I found this typewritten sheet while searching through my personal boxes of old letters. It has no date, so I’m not sure at what time in his life my father wrote it. I imagine (but am just guessing) that it was intended to be given to publishers and TV or radio interviewers who might wish to know how to introduce my father or his writings. I thought seeing his biographical notes in his own words would add insight into my father’s sense of what was noteworthy.
(If you find it hard to read, see the transcript below the image.)
THOMAS G. BUCHANAN
Born March 14, 1919 in Baltimore (U.S.A.); descended from a family which has included in recent generations the Police Commissioner of Baltimore, the senior federal judge of the State of Maryland, the first commandant of the U.S. NAVAL ACADEMY and, collaterally, the author of America’s national anthem.
Graduated from Lawrenceville, one of America’s leading private schools, at the head of the class of 1935, of which I was the youngest member; subsequently educated at Yale and George Washington Universities.
Served in the United States Army for more than four years during World War II; promoted through the ranks from private to captain, commanding Battery A of the 791st Automatic Weapons Battalion; participated in the Battle of Northern France during overseas service which included eight months in zone of combat.

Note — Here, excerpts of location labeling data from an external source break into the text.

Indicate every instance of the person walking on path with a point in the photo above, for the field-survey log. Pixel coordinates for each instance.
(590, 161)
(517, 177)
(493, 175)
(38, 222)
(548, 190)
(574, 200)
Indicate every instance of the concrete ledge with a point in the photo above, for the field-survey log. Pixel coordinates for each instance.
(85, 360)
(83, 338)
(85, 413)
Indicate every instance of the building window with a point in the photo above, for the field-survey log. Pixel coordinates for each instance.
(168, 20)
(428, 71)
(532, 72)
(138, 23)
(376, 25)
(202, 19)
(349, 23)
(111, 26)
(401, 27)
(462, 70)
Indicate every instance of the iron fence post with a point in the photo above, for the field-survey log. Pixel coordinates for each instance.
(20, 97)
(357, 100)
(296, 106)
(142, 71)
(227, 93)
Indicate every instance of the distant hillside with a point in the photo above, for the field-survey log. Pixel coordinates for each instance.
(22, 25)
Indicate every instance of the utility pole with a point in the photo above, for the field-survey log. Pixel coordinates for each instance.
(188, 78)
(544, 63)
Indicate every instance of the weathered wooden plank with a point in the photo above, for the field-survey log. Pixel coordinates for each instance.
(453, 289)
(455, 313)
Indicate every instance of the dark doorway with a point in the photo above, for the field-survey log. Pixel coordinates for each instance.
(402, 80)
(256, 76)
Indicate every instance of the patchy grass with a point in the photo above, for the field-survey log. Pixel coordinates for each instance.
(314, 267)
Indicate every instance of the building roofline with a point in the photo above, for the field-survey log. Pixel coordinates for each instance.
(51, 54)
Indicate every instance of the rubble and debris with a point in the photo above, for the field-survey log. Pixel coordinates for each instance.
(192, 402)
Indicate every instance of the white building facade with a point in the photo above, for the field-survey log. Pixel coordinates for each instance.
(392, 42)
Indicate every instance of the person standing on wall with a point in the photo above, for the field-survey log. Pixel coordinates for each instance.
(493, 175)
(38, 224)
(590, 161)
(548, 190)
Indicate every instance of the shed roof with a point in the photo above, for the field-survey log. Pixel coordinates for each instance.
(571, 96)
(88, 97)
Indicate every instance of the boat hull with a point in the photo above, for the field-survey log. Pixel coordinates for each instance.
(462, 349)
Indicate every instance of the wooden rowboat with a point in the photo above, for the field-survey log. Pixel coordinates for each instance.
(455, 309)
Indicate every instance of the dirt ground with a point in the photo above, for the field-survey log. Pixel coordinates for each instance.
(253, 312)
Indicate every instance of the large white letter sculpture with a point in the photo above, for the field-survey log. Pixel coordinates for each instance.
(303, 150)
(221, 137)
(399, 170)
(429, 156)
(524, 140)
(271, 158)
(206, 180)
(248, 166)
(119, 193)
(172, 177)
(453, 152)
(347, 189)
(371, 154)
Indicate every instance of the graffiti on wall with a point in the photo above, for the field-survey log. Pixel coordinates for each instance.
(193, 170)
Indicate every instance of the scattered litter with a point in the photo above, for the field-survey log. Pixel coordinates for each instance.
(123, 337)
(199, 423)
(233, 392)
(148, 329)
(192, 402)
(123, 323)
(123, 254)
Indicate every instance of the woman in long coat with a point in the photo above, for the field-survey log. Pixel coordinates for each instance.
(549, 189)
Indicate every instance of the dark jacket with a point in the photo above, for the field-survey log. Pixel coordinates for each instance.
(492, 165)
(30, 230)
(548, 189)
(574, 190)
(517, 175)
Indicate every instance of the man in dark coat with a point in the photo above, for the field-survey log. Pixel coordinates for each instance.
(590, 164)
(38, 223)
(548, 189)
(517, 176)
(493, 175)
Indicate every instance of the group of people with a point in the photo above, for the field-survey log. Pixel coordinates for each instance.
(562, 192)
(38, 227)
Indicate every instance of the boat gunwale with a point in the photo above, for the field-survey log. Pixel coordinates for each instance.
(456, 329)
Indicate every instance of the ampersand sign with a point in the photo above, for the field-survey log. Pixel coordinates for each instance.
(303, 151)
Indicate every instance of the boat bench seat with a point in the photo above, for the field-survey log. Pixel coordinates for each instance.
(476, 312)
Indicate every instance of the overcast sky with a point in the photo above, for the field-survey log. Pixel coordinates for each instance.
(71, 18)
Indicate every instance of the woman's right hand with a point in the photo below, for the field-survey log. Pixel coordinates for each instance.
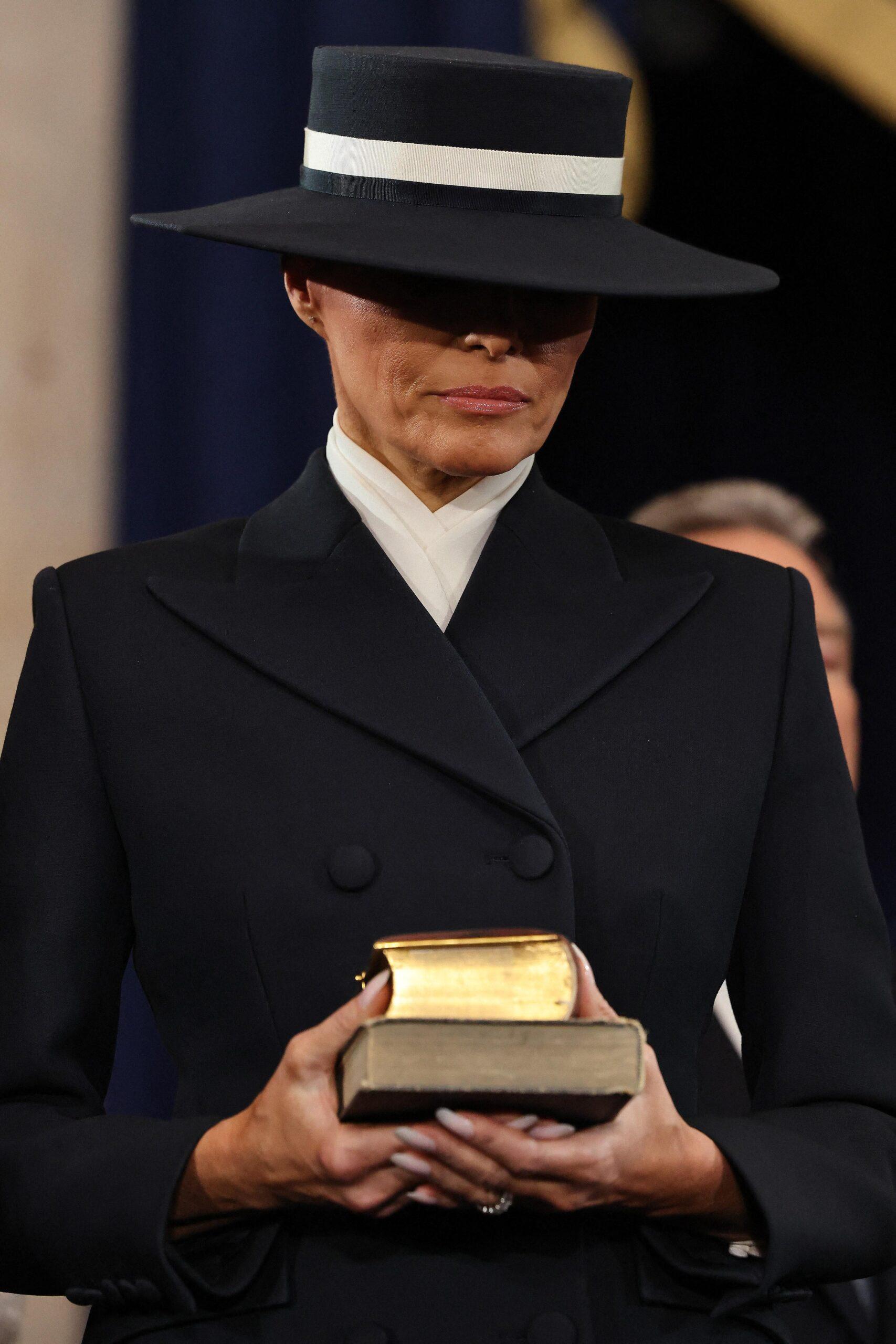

Newspaper reporter 1946-1948 on the WASHINGTON EVENING STAR, leading evening paper of that city; wrote a series of signed articles and editorials exposing the effects of racial segregation on the hospital system of the nation’s capital; was discharged (although with full compensation) when my editor received reports that I was a Communist. It was the first politically-motivated discharge against a U.S. journalist during the McCarthy period, having occurred in March, 1948, and became a test case. The national convention of the American Newspaper Guild, of which I was a member, supported me by an overwhelming margin (20 to 1), but no U.S. publisher thereafter would employ me.
I have subsequently been a news correspondent for publications in practically every country in the world, including in the last few years the following:
FRANCE: Le Monde, Nouvel Observateur, L’Express, Paris Match
ITALY: Tempo, Epoca
JAPAN: Bungei Shunju
PORTUGAL: Diario Popular
SWITZERLAND: Zuercher Woche
BELGIUM: Le Soir Illustre, De Post
HOLLAND: Algemeen Handelsblad
MEXICO: La Prensa
IRELAND: Irish Press
Most widely published of these articles were those written for L’EXPRESS in Paris from February to April, 1964 on the Kennedy assassination; maintained that Kennedy was killed by a group of conspirators of whom Oswald was an accomplice. Motive: To alter U.S. detente with U.S.S.R. and Cuba, and protect economic interests of those who considered Kennedy a “traitor.” Articles became the basis of WHO KILLED KENNEDY?, first book to challenge the official thesis that Oswald, an alleged Marxist, was the sole assassin, while rejecting the alternative position of Mark Lane that Oswald was an innocent victim. I also covered the Jack Ruby trial in Dallas for L’EXPRESS and, unlike most news correspondents, predicted the death sentence.